Hypoxia tolerance and partitioning of bimodal respiration in the striped catfish (Pangasianodon hypophthalmus)

Air-breathing fish are common in the tropics, and their importance in Asian aquaculture is increasing, but the respiratory physiology of some of the key species such as the striped catfish, Pangasianodon hypophthalmus Sauvage 1878 is unstudied. P. hypophthalmus is an interesting species as it appears to possess both well-developed gills and a modified swim bladder that functions as an air-breathing organ indicating a high capacity for both aquatic and aerial respiration. Using newly developed bimodal intermittent-closed respirometry, the partitioning of oxygen consumption in normoxia and hypoxia was investigated in P. hypophthalmus. In addition the capacity for aquatic breathing was studied through measurements of oxygen consumption when access to air was denied, both in normoxia and hypoxia, and the critical oxygen tension, Pcrit, was also determined during these experiments.
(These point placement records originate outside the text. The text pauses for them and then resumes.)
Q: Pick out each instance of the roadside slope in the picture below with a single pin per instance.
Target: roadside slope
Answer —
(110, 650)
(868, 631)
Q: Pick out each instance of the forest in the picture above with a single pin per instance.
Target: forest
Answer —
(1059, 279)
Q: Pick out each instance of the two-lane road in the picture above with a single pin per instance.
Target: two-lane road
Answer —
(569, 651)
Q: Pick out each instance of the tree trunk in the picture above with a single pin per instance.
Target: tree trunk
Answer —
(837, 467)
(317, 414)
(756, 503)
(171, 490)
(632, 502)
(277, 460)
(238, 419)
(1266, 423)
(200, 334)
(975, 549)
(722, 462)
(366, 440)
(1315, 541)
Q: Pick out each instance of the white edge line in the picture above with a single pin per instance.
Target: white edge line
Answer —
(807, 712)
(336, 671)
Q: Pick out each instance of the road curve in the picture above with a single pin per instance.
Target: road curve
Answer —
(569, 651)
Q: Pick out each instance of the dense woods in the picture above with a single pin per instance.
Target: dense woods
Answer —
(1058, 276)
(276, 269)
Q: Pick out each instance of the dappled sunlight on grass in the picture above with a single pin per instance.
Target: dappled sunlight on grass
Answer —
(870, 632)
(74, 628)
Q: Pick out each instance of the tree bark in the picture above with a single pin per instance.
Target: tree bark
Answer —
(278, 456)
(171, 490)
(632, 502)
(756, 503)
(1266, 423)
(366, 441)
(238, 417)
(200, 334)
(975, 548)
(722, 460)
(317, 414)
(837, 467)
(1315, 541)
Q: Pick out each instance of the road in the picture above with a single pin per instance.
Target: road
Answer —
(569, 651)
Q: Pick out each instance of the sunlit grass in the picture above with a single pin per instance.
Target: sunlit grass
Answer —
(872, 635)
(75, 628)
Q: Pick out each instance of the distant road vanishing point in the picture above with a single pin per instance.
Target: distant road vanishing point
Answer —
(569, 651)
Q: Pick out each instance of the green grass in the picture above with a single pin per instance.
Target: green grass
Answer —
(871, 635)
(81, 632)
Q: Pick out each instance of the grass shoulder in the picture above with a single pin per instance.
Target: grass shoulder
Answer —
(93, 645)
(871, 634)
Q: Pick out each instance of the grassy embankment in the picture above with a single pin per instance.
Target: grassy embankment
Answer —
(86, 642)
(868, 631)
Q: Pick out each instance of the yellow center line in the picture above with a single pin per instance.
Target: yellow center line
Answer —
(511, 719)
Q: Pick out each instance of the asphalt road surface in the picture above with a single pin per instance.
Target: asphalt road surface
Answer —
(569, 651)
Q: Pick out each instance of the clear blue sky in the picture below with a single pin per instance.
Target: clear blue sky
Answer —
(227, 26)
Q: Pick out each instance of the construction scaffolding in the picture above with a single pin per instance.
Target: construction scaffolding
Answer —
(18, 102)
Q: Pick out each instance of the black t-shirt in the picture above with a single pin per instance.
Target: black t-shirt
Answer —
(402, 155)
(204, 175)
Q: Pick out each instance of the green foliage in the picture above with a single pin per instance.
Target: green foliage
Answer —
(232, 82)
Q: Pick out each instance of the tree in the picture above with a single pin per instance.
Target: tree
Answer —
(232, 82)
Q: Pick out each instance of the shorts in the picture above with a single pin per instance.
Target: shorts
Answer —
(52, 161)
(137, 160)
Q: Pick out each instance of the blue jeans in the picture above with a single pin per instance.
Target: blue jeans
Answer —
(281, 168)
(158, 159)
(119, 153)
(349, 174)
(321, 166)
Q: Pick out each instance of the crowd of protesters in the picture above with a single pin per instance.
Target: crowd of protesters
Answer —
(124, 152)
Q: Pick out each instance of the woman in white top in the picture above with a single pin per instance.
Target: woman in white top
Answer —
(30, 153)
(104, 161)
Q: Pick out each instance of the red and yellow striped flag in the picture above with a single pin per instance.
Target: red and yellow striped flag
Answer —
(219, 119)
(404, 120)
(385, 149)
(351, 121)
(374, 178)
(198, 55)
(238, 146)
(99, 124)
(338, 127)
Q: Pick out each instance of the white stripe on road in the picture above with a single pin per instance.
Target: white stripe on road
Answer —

Finally, gill ventilation and air-breathing frequency were measured in a separate experiment with pressure measurements from the buccal cavity. The data showed that P. hypophthalmus is able to maintain standard metabolic rate (SMR) through aquatic breathing alone in normoxia, but that air-breathing is important during hypoxia. Gill ventilation was reduced during air-breathing, which occurred at oxygen levels below 8 kPa, coinciding with the measured Pcrit of 7.7 kPa. The findings in this study indicate that the introduction of aeration into the aquaculture of P. hypophthalmus could potentially reduce the need to air-breathe. The possibility of reducing air-breathing frequency may be energetically beneficial for the fish, leaving more of the aerobic scope for growth and other activities, due to the proposed energetic costs of surfacing behavior.